BLACKFORD Niobe (Gernon)
I’d trust the violinist who wedded works by Roy Harris and John Adams on one the most absorbing concerto discs for many years (12/16) to bring us interesting repertoire, and that is exactly what Tamsin Waley-Cohen does here, even if there are some strings attached.
Richard Blackford’s Niobe, perhaps best described as a symphonic poem with solo violin, tells of the woman who claimed greater respect than the goddess of motherhood, Leto, by virtue of the fact that she had 14 offspring to Leto’s two. Niobe had her seven sons and seven daughters killed as punishment before being turned to stone. The link to women of our own time ‘cruelly punished for offences of blasphemy, apostasy and non-conformity’ (Blackford) works to a point but Niobe’s downfall, even if we wouldn’t condone the punishment, was surely caused by a level of hubris that would hardly cause anyone problems today.

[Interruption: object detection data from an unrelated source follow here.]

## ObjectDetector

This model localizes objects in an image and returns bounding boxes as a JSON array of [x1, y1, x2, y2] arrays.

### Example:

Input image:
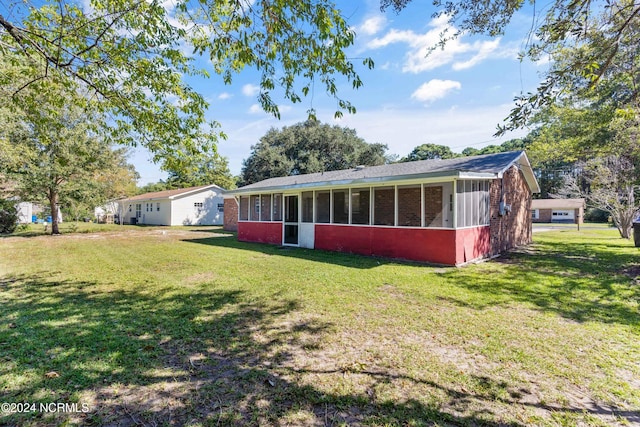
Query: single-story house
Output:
[[225, 151, 540, 265], [16, 202, 62, 224], [531, 199, 585, 224], [118, 184, 224, 229]]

Detail, perhaps, but Blackford’s score can be similarly disorientating for all its strengths, even if those strengths are wondrous. Each of his four movements is heavily pregnant with narrative tension: a slithering depiction of ‘The Lover’, a compellingly fraught and strained evocation of ‘The Blasphemer’, a picture of her heartfelt desperation in ‘The Pleader’ and a sorrowful final movement, ‘The Mourner’, in which Blackford’s solution to the turning-to-stone – the violin akin to ‘an insect struggling in the last seconds of its life’, in the composer’s words – is a masterstroke.

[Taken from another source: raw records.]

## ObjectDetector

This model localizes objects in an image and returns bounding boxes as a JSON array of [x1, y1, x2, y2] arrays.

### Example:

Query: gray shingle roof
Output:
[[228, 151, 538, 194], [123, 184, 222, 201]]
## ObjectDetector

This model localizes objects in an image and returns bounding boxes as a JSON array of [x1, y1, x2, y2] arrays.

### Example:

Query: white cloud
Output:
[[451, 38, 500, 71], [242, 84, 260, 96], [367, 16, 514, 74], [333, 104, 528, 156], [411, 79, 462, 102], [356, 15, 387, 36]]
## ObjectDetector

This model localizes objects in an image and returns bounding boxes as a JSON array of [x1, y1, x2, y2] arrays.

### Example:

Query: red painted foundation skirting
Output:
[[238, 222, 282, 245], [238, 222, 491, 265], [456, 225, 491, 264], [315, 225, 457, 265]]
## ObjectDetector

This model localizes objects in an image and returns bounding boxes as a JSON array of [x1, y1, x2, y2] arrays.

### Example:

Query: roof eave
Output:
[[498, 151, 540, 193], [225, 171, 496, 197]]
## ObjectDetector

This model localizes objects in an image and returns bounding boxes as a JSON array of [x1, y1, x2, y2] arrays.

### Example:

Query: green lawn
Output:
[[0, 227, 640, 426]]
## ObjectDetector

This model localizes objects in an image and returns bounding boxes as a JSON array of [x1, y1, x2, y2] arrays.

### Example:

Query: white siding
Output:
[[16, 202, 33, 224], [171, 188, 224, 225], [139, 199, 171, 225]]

His writing is thematically concentrated, notably evocative and clearly heartfelt. It is close to Szymanowski in sound and in its solutions in pitting a solo violin against a lustrous orchestra. A particularly lustrous orchestra in this case, the Czech Philharmonic, against which Waley-Cohen’s violin tone is characteristically strong and steely, notably in the double-stopped cadenza over a drone in ‘The Mourner’. The piece is only 23 minutes long and is the only work you get, which is only a problem if you want it to be.